When asked why she thinks Obama is Arab, Quinnell answers “because his dad is.” When CNN’s Dana Bash interjects that Barack Obama’s father was in fact a Muslim, Quinnell seems a bit confused about the terms. She finally says, “Yeah, but he’s still got Muslim in him. So that’s still part of him. I got all the stuff from the library and I could send you all kinds of stuff on him.”
Some Arab-Americans reacted swiftly, although not many media outlets seem to have picked up their side of the story yet.
McCain added the line that really hurt more than the woman’s outburst of racist hatred, when he probably unintentionally wanted to remind people that Obama is not an Arab, but he is a “decent family man.” What happened at this event in Philadelphia (sic) this week was not an effort to temper racism, but rather a depiction of the two kinds of racism that exist in America today that is coming out in the presidential election campaign and is directed at Arab Americans, Muslim Americans, people who “look” like they are Middle Eastern, and anyone who doesn’t fit into the profile of who is an “accepted” minority.
The woman displayed an outward burst of raw hatred by calling Obama an “Arab.” She did not say it because she was making a comment pertinent to any discussion but to assert the “flaw of being Arab.”
McCain’s response was not an outright example of racism, but was a form of subtle racism. What McCain did was come to Obama’s defense viewing the woman’s comment as slander and then responding to the slander.
Hanania made it clear he doesn’t think McCain said what he said in the way he said it on purpose.
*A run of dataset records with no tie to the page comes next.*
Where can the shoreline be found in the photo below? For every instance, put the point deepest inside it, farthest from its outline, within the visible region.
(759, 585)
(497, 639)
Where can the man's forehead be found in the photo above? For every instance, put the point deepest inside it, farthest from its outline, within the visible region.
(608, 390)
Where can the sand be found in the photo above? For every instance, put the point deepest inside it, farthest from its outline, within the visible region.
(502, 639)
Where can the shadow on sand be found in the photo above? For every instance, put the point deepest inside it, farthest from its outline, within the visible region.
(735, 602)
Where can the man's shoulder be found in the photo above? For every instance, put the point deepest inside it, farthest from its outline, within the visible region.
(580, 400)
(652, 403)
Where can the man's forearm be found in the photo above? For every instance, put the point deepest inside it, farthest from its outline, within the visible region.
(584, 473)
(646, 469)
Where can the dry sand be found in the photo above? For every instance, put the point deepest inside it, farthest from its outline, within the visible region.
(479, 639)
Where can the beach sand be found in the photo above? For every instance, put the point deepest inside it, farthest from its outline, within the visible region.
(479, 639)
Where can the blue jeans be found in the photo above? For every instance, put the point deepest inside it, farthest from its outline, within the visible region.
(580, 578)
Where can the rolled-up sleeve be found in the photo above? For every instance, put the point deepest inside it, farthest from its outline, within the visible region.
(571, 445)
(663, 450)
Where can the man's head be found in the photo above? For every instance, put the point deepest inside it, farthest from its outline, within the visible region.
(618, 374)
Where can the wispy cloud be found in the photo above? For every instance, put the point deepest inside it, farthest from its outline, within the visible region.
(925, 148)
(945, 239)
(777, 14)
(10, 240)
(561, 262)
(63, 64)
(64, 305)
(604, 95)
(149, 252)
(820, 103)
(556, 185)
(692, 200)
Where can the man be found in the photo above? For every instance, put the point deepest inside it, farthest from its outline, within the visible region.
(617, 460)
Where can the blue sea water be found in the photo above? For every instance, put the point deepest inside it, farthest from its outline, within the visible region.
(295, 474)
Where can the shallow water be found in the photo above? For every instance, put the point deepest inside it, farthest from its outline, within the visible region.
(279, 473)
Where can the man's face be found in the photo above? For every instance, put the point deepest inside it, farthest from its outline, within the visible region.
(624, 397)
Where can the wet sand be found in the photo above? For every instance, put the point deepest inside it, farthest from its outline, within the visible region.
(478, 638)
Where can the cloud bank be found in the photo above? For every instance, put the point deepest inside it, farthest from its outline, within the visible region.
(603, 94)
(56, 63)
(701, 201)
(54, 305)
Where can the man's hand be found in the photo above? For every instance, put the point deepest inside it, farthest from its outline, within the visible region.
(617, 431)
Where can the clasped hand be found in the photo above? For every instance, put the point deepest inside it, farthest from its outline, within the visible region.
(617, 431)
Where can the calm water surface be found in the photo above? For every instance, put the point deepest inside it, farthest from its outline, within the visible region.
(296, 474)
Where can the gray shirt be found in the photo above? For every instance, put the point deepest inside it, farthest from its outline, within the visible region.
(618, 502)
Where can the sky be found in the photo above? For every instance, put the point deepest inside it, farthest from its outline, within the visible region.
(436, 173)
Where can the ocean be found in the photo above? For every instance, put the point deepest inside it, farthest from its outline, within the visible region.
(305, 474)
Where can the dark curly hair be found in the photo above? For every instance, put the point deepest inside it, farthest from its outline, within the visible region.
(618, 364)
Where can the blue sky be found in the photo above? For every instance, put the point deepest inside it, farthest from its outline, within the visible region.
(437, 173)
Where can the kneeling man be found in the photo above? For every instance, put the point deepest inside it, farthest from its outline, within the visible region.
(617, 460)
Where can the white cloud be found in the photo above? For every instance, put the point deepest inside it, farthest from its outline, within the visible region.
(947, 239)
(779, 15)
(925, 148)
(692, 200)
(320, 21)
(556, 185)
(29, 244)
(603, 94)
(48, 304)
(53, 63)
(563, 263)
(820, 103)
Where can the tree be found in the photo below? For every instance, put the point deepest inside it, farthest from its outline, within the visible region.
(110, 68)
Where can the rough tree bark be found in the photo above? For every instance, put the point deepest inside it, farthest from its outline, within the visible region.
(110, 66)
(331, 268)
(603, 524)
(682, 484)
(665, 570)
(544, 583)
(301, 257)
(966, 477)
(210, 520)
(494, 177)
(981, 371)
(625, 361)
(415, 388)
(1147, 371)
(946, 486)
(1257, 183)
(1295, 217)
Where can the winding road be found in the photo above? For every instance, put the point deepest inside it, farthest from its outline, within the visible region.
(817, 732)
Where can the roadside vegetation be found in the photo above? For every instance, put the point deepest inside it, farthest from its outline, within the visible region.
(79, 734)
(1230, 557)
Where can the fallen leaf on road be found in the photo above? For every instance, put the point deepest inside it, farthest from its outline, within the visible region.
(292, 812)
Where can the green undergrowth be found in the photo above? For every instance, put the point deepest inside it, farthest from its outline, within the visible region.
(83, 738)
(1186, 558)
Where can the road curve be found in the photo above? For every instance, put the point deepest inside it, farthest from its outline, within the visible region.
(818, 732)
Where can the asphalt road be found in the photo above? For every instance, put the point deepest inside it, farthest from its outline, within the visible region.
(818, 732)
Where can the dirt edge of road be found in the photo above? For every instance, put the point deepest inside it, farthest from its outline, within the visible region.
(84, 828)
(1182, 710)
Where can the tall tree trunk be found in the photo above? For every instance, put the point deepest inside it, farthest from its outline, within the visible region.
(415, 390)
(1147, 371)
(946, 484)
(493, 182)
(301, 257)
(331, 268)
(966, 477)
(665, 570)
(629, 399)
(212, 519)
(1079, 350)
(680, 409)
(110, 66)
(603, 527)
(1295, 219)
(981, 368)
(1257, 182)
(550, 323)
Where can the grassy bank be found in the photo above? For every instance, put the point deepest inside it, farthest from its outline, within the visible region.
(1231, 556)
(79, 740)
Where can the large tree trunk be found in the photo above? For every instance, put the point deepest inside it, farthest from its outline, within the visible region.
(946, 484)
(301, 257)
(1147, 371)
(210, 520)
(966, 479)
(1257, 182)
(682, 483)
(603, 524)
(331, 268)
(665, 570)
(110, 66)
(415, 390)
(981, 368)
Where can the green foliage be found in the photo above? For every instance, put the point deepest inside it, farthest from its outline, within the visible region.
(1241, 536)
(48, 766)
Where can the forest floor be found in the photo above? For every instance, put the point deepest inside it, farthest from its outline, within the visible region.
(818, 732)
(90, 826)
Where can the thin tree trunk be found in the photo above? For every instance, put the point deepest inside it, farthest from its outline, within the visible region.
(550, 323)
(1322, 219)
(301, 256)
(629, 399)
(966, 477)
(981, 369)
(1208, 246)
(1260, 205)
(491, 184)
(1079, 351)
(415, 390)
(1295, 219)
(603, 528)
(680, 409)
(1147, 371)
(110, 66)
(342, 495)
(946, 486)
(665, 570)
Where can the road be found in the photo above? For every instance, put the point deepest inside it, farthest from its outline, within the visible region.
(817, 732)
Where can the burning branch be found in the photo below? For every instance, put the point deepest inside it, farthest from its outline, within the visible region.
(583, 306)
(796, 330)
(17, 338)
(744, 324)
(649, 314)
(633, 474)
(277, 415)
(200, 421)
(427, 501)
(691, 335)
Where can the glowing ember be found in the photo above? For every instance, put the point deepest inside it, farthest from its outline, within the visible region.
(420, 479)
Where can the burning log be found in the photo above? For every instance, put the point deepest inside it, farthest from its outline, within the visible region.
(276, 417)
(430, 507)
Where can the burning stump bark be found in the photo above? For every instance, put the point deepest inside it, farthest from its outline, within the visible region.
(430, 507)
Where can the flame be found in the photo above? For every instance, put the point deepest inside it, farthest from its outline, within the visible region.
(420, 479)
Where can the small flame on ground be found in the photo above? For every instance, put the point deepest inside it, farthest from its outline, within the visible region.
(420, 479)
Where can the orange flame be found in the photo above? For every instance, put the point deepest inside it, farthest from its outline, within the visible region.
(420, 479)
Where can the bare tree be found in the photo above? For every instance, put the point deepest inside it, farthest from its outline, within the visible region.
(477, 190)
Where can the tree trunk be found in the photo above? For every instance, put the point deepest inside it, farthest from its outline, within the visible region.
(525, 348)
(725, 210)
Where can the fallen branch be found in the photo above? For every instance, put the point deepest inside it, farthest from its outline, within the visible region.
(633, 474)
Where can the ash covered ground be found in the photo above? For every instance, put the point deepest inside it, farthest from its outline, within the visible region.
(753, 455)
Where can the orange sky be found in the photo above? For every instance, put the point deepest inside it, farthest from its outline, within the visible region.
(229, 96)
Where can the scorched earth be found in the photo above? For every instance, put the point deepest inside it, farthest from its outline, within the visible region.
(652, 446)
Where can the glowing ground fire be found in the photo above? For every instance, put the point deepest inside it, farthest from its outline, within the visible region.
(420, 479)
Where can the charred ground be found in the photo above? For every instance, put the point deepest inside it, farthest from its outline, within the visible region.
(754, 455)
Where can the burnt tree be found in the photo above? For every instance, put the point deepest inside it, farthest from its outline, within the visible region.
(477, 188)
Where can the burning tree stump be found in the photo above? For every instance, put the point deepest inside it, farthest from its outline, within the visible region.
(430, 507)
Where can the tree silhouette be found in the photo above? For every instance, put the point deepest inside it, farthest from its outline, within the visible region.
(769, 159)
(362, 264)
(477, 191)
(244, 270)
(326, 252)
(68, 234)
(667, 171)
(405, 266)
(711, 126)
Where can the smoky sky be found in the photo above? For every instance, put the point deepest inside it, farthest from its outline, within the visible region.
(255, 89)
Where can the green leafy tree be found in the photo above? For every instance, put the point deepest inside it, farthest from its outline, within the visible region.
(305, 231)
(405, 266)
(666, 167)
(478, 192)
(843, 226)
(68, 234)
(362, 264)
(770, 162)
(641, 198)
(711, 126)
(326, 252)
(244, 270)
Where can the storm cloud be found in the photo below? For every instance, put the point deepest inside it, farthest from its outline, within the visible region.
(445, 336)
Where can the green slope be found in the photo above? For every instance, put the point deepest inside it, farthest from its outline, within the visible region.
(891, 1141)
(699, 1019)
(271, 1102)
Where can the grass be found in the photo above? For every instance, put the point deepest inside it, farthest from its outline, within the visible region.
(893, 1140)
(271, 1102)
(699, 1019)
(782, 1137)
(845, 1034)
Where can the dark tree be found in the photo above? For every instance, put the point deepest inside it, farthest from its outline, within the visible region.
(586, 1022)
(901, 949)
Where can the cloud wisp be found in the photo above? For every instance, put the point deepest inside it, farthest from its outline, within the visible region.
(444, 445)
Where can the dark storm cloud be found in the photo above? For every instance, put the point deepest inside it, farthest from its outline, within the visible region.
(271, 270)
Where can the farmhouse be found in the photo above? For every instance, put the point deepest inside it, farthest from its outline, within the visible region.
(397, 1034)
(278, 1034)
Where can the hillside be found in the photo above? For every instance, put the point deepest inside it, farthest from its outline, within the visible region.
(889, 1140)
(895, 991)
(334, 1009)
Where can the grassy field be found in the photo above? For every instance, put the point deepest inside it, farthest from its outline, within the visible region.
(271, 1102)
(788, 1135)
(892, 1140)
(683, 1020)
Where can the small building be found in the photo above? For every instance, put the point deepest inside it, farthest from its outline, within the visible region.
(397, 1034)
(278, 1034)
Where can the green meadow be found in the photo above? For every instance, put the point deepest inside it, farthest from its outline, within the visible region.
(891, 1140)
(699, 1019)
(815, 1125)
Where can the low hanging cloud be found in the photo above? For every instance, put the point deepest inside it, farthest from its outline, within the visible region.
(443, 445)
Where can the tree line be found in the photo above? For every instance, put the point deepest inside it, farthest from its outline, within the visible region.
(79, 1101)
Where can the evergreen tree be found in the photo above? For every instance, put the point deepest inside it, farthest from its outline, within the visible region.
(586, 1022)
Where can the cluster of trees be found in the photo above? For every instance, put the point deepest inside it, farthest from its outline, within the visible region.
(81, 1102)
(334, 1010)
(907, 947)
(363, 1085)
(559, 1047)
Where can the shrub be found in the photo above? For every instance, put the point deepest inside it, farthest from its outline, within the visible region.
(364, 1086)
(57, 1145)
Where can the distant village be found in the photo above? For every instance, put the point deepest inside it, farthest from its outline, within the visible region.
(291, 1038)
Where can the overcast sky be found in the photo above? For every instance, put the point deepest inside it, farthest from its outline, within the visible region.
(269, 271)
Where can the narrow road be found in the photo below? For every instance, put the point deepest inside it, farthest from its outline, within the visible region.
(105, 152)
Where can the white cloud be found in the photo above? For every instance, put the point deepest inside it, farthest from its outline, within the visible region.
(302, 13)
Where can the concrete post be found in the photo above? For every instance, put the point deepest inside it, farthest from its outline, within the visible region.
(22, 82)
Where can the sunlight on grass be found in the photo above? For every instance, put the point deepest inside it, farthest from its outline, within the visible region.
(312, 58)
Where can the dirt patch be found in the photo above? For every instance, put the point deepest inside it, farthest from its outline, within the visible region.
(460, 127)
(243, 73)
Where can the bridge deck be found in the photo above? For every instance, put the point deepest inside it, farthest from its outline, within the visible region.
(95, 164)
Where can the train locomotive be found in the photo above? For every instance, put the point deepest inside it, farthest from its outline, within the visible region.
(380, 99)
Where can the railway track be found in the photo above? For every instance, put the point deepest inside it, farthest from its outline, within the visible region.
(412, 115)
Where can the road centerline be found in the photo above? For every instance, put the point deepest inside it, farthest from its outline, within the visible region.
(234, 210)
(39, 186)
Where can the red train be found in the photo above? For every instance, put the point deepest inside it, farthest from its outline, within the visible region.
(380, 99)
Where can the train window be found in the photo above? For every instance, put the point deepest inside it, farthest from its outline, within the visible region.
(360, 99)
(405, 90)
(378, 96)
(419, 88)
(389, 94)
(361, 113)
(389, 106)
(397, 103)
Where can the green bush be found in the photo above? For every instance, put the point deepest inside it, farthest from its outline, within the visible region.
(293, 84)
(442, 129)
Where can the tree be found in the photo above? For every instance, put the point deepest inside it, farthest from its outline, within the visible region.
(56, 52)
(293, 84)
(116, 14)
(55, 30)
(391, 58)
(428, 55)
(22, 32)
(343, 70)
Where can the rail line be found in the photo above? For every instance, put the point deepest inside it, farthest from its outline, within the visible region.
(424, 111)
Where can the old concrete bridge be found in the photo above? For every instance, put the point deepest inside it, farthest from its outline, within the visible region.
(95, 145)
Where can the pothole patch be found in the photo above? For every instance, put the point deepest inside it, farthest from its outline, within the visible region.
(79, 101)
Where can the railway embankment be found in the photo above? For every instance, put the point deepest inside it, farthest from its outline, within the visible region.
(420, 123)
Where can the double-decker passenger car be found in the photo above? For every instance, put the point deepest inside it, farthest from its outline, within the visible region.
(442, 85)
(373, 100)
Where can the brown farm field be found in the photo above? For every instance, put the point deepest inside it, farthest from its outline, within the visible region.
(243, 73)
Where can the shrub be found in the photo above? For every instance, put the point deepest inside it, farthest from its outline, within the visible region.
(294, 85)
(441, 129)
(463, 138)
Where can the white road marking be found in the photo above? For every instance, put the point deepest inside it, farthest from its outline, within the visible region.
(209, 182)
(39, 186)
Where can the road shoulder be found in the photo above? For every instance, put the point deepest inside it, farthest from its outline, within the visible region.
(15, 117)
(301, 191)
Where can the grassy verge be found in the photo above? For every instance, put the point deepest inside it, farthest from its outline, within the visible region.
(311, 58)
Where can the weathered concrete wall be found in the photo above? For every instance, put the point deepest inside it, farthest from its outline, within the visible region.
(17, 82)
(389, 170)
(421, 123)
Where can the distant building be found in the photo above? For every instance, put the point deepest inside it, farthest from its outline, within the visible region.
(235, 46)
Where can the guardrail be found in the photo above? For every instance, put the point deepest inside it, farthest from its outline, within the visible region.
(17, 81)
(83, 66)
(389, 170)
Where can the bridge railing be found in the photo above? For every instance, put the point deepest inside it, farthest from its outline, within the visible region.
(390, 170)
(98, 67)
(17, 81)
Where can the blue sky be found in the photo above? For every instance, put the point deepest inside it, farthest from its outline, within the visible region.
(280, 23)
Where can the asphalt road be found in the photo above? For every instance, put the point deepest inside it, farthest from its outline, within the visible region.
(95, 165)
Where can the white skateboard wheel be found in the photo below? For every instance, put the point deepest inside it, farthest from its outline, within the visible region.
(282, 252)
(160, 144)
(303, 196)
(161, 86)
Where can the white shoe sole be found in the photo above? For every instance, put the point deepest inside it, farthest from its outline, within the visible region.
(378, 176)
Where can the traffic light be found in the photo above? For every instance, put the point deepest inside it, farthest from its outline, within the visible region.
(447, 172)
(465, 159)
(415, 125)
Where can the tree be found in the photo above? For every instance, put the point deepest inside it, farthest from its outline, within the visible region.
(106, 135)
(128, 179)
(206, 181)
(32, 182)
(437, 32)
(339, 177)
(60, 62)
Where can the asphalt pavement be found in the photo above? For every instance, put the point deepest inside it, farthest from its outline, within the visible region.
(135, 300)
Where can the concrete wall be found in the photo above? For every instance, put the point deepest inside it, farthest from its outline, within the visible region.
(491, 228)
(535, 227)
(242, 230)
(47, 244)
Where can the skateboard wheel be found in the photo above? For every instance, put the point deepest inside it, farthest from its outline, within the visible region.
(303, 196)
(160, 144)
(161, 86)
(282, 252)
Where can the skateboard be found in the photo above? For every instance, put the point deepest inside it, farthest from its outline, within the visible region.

But, he wrote, McCain “doesn’t believe that being called an ‘Arab’ in the context of an attack is wrong.”
Juan Cole, a professor of History at the University of Michigan and a Middle East expert, wrote:
McCain should have said, “there would be nothing wrong with being an Arab, but Obama is not.” The way he put it strongly implied that he had a low opinion of Arabs.
The Arab-American vote can be important in five battleground states -Michigan, Florida, Ohio, Pennsylvania and Virginia-, according to the Arab American Institute.
Americans of Arab descent are leaning towards Obama, who enjoys a 54 to 33 percent advantage over McCain, according to a national poll conducted by Zogby International for the institute -which is run by James J. Zogby.